Besides, there is only one thing worse than the heat in summer in Central Australia and that’s the people who keep banging on about the heat in summer in Central Australia.
From now until at least Easter if you feel the need to tell people how hot you think it is “out there”, reconsider. We all know that it’s hot but we don’t need to be reminded. Some of us are trying to zen the heat out. We are imagining the cooling southerly breeze, water and colourful beverages with umbrellas. Stop mucking up our zen, man!
Now if you are thinking that there is no more annoying person to be stuck with over summer than the heat complainer, then you might have forgotten just how annoying it is to hear the following sentence: there’s less than 50 shopping days until Christmas.
How annoying are the overly organised? Those that remind us that they have already done their Christmas shopping and won’t have to brave the last minute rush.

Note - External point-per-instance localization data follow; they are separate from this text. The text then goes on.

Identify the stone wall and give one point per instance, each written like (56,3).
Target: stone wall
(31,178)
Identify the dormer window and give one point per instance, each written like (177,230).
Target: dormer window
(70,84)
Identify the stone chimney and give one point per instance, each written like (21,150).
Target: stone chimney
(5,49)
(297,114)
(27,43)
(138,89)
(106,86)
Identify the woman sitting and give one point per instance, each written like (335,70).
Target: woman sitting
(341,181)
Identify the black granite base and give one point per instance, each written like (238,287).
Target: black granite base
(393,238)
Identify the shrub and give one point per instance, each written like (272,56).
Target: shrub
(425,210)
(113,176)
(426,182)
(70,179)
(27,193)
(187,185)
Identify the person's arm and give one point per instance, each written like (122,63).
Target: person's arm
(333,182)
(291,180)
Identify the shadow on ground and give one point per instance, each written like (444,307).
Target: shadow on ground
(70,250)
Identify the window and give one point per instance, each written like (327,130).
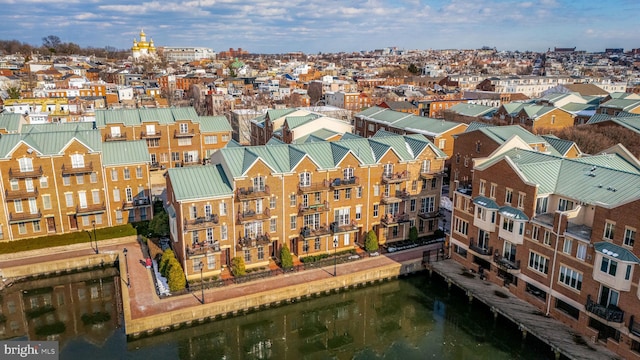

These are the people that try to scare the chaotic masses with their countdowns of shopping days till Christmas. To be perfectly honest, telling me there are 50 shopping days until Christmas is like telling me how many atoms there are in the universe. Such big numbers lose their impact. Let me know when there are three days to go and I’ll start getting a wriggle on.
But if the news of seven whole shopping weeks before Christmas makes you panic, make sure you get your Dad something nice.
A recent survey from Sydney showed that in an average family with a pet, more money will be spent on the pooch or pussy for Christmas than on Pappa. That’s right on the biggest gift giving day of the year, old Rover gets the five star treatment while Dad gets socks and jocks again.
Dad, who has been busting his butt at a job he probably hates to help put food on the table gets undies and something junior made at school, while the dog who poops in the yard and humps visitors legs gets $80 chew toys.
Think about that when you head to the shops over the next 40 or so days.
What if your dog doesn’t celebrate Christmas? What if it’s an Afghan? Or a Shi-Tsu? Does spending that sort of coin on those dogs constitute cultural insensitivity?
Now that’s a philosophical question.